Process Architecture
Main Process (main.js)
The Electron main process handles:
Window lifecycle : Create, show, hide, destroy windows
IPC handlers : 100+ secure channels (see src/helpers/ipcHandlers.js)
Database operations : SQLite reads/writes via better-sqlite3
Native integrations : Swift (macOS Globe key), C (Windows key listener)
Global hotkeys : Cross-platform keyboard shortcut registration
Manager Pattern : All main process logic is organized into manager classes:
// Initialized in startApp() after app.whenReady()
const managers = {
environment: new EnvironmentManager (), // .env file management
window: new WindowManager (), // Window creation/positioning
database: new DatabaseManager (), // SQLite operations
clipboard: new ClipboardManager (), // Cross-platform paste
whisper: new WhisperManager (), // Local whisper.cpp
parakeet: new ParakeetManager (), // NVIDIA Parakeet ASR
tray: new TrayManager (), // System tray icon/menu
update: new UpdateManager (), // Auto-update (electron-updater)
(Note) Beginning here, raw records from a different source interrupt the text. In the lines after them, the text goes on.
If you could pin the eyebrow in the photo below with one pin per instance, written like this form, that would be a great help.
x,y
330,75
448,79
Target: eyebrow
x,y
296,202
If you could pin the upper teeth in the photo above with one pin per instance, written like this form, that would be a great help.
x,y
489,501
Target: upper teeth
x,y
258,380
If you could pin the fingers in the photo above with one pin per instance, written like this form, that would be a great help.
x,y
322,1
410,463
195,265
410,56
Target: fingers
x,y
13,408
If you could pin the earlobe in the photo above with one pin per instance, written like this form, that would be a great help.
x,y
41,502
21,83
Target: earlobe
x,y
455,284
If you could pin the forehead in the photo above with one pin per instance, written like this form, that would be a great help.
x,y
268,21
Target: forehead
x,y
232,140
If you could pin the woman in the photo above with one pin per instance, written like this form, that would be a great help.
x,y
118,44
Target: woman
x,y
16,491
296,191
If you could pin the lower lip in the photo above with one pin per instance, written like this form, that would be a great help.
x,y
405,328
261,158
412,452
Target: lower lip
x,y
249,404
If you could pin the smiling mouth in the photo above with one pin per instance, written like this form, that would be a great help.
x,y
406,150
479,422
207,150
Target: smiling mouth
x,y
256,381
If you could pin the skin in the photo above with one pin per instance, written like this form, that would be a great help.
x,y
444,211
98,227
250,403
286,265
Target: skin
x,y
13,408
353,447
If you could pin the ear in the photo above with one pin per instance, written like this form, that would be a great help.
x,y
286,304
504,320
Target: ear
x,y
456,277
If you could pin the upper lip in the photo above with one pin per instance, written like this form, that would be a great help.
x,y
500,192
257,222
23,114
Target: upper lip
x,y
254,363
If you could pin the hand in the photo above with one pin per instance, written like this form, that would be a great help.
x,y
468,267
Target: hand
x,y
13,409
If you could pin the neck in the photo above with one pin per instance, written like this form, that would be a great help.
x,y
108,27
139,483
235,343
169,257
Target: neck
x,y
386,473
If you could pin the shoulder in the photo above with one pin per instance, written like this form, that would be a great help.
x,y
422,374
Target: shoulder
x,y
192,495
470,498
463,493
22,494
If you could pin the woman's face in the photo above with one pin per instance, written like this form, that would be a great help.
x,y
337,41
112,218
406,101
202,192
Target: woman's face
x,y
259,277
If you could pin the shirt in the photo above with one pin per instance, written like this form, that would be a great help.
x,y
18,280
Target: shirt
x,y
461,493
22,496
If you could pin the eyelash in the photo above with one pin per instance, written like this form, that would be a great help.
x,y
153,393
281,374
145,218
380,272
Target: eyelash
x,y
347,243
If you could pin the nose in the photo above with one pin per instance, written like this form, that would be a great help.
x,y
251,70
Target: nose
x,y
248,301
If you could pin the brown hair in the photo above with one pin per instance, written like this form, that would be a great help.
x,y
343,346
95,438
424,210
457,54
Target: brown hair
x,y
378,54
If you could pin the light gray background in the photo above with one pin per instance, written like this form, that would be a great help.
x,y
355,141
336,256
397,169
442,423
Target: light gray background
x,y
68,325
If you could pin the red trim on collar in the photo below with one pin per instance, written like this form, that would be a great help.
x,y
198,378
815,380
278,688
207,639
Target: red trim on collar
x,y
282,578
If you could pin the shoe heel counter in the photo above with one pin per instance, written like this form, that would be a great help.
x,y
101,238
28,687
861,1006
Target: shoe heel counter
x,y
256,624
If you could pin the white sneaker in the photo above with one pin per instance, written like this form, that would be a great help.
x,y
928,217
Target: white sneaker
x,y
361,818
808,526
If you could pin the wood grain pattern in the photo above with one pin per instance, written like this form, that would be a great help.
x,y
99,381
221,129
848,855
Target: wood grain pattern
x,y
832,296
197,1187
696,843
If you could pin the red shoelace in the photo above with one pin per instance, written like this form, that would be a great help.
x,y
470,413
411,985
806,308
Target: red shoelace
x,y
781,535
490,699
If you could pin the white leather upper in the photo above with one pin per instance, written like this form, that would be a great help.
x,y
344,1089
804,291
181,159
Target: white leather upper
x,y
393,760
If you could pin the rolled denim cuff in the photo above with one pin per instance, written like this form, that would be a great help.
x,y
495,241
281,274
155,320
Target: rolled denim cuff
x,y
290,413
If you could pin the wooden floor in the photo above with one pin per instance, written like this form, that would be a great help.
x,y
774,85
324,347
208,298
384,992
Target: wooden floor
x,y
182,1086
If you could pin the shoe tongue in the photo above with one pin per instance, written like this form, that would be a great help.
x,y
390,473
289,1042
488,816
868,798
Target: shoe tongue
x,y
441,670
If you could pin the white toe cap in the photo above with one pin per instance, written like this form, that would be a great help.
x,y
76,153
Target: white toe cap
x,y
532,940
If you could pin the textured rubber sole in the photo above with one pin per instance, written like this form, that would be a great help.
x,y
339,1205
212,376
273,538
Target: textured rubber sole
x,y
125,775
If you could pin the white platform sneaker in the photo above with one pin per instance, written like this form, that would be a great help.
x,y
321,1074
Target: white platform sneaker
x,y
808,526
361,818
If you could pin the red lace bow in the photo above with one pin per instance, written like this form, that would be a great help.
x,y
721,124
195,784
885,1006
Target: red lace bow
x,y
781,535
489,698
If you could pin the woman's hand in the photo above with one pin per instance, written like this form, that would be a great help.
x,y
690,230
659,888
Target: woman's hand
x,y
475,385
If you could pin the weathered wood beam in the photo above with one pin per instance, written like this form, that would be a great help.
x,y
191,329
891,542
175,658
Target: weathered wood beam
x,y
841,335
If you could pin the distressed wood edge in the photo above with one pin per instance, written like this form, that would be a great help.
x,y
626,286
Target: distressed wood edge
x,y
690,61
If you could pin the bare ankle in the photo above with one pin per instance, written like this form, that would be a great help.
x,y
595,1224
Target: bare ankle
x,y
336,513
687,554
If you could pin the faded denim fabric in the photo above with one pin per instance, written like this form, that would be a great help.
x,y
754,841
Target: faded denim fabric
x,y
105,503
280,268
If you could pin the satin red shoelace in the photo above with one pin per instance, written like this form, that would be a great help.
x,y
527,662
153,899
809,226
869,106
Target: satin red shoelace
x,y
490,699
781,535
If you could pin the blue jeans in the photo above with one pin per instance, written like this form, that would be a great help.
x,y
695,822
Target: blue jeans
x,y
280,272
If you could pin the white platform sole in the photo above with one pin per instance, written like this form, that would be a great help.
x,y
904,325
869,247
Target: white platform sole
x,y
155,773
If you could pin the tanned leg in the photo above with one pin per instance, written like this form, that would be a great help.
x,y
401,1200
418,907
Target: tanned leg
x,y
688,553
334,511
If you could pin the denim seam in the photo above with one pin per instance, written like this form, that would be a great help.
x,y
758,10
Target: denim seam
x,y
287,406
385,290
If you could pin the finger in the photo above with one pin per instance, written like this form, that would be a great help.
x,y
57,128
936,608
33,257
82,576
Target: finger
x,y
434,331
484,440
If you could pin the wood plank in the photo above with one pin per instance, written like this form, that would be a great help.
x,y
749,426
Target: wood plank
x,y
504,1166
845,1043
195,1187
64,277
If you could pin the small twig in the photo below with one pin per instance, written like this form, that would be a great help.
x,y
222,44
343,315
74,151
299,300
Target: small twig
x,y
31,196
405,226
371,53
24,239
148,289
hotkey: new HotkeyManager (), // Global shortcuts
globeKey: new GlobeKeyManager (), // macOS Fn/Globe key
windowsKey: new WindowsKeyManager (), // Windows push-to-talk
};
Renderer Process (React)
The renderer runs the UI with context isolation enabled:
No direct Node.js access : Security boundary enforced
IPC via contextBridge : window.electronAPI only
Separate Vite build : Fast HMR during development
Shared components : shadcn/ui + Radix primitives
Preload Script (preload.js)
Secure bridge between main and renderer:
// Exposes safe IPC methods
contextBridge . exposeInMainWorld ( 'electronAPI' , {
// Database
saveTranscription : ( text ) => ipcRenderer . invoke ( 'db-save-transcription' , text ),
getTranscriptions : ( limit ) => ipcRenderer . invoke ( 'db-get-transcriptions' , limit ),
// Whisper
transcribeLocalWhisper : ( audioBlob , options ) =>
ipcRenderer . invoke ( 'transcribe-local-whisper' , audioBlob , options ),
downloadWhisperModel : ( modelName ) =>
ipcRenderer . invoke ( 'download-whisper-model' , modelName ),
// Event listeners (with cleanup)
onToggleDictation : ( callback ) => {
const listener = () => callback ();
ipcRenderer . on ( 'toggle-dictation' , listener );
return () => ipcRenderer . removeListener ( 'toggle-dictation' , listener );
},
});
Never expose ipcRenderer directly. Always use invoke() for async calls and register listeners with cleanup functions to prevent memory leaks.
Audio Pipeline
The complete flow from microphone to text:
Recording (Renderer)
MediaRecorder API captures audio in WebM formatconst stream = await navigator . mediaDevices . getUserMedia ({ audio: true });
const recorder = new MediaRecorder ( stream , { mimeType: 'audio/webm' });
recorder . ondataavailable = ( e ) => chunks . push ( e . data );
Blob Creation (Renderer)
When recording stops, chunks are combined into a Blob: const blob = new Blob ( chunks , { type: 'audio/webm' });
const arrayBuffer = await blob . arrayBuffer ();
IPC Transfer (Renderer → Main)
ArrayBuffer is sent via IPC (max 10MB): const result = await window . electronAPI . transcribeLocalWhisper (
arrayBuffer ,
{ model: 'base' , language: 'en' }
);
Temporary File (Main)
Main process writes to temp directory: const tempFile = path . join ( tmpdir (), `whisper- ${ Date . now () } .webm` );
fs . writeFileSync ( tempFile , Buffer . from ( arrayBuffer ));
FFmpeg Conversion (Main)
ffmpeg-static converts WebM → WAV (16kHz mono):ffmpeg -i input.webm -ar 16000 -ac 1 -f wav output.wav
FFmpeg is bundled and unpacked from ASAR to app.asar.unpacked/node_modules/ffmpeg-static/
whisper.cpp Transcription (Main)
Native binary processes WAV file: ./whisper-cpp -m models/ggml-base.bin -f audio.wav -l en
Output is parsed from stdout and returned via IPC.
Cleanup (Main)
Temporary files are deleted: fs . unlinkSync ( tempFile );
fs . unlinkSync ( wavFile );
Display (Renderer)
Transcription text is shown and optionally pasted at cursor.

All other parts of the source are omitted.